Hitler, iktidarı ele geçirmesinden çok önce Alman üniversitelerindeki profesörlere diş biliyordu. Siyasete girdiği 1921 yılından Şansölye olduğu 1933 ve kendisini halkın oyuyla Führer ilan ettirdiği 1934 yılına kadar da Alman üniversitelerindeki profesörlerin ‘halkın ihtiyacı olan bilimi’ üretmediklerinden, ‘halktan kopuk kendi seçkinci dünyalarında yaşadıklarından’ yakınıp durdu.

Führer olduktan sonra yönetim anlayışının temeline gücün merkezileşmesi ve mutlak yetki kavramlarını koydu. Üniversiteler bu güce yani ona tabi olmalıydılar. Üniversitelerin vereceği eğitimin, üreteceği bilimin ne olması gerektiğine dair çok açık bir düşüncesi vardı. Üniversiteler halkın ihtiyacı olan bilimi üretmeliydiler.

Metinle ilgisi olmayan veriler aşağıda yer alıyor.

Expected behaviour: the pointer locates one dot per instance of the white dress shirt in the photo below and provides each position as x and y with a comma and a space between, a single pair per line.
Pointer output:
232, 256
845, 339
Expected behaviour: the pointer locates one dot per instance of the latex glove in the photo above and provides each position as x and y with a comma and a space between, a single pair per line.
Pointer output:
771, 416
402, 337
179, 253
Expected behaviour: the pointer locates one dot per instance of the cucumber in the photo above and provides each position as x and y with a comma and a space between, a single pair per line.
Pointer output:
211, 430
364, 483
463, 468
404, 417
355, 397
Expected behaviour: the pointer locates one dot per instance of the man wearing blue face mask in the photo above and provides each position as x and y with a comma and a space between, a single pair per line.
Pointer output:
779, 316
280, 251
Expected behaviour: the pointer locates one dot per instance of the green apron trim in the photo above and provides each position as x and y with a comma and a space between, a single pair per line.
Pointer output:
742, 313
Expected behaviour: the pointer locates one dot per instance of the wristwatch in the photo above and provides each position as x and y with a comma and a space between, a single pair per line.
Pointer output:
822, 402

Halkın neye ihtiyaç duyduğunu da ancak Parti belirleyebilirdi. Parti de mutlak yetki ve merkezileşmiş güç kuralına uygun olarak Hitler’in görüşlerine uymalıydı. Bu yüzden Hitler, üniversitenin üretmesi gereken bilimi belirleme hakkına ve yetkisine sahipti.

Partinin (Führer’in) ihtiyaçlarını belirleyeceği halk sadece ‘Alman’lardan oluştuğundan, çünkü halk (volk) Alman olmalıydı, üniversiteler Alman ulusunun ihtiyaç duyduğu bilimi üretmeliydiler. Böylece üniversitenin vereceği eğitim Alman Fiziği, Alman Matematiği, Alman Sosyolojisi gibi olmalıydı. Hal böyle olunca üniversitelerde Alman olmayan profesörlere yer yoktu.

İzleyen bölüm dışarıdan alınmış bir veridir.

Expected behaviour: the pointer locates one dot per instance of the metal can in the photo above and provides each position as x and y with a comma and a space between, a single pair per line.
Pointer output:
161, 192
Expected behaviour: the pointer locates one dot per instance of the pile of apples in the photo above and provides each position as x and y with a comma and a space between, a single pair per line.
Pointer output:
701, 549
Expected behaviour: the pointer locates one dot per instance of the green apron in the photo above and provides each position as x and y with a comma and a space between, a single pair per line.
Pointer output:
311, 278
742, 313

Nitekim 1933 yılından itibaren Alman olmayan ve Alman olsa da partinin belirlediği halkın ihtiyaçlarının bilimini üretmeyen profesörler üniversitelerden kovuldular. Tarihsel belgelere göre Alman üniversitelerindeki fizik profesörlerinin yüzde 25’i ve diğer doğa bilimi bölümlerindekilerin de yüzde 15’i üniversitelerden atıldılar. Savaş başladığında hâlâ Almanya’da olan Yahudi profesörlerin büyük bölümünün hayatları toplama kamplarında son buldu.

Alman üniversitelerindeki Alman idealine uymayan profesörlerin atılması sürecinin başlarında Hitler’in uygulamayı protesto etmeye yeltenen birkaç profesöre verdiği yanıt tarihsel bir önem taşıyor. Hitler, “Bu insanların atılmasının Almanya’da bilimi yok edeceğini söylüyorsunuz, olsun biz de önümüzdeki yıllarda bilimsiz devam ederiz” diyor.

Üniversitelerin Almanlaştırılması sürecinde, Parti’nin belirlediği halkın ihtiyaçlarını giderecek bilimi üretmeye layık olmayan, üretemeyecek olan ya da üretmeye karşı çıkanların atılması sürecinde diğer profesörlerin tutumu tarihsel önem taşıyor. Birkaç cılız itiraz dışında (onlar da hemen atılıyorlar) kalanlar iki büyük grupta toplanıyorlar.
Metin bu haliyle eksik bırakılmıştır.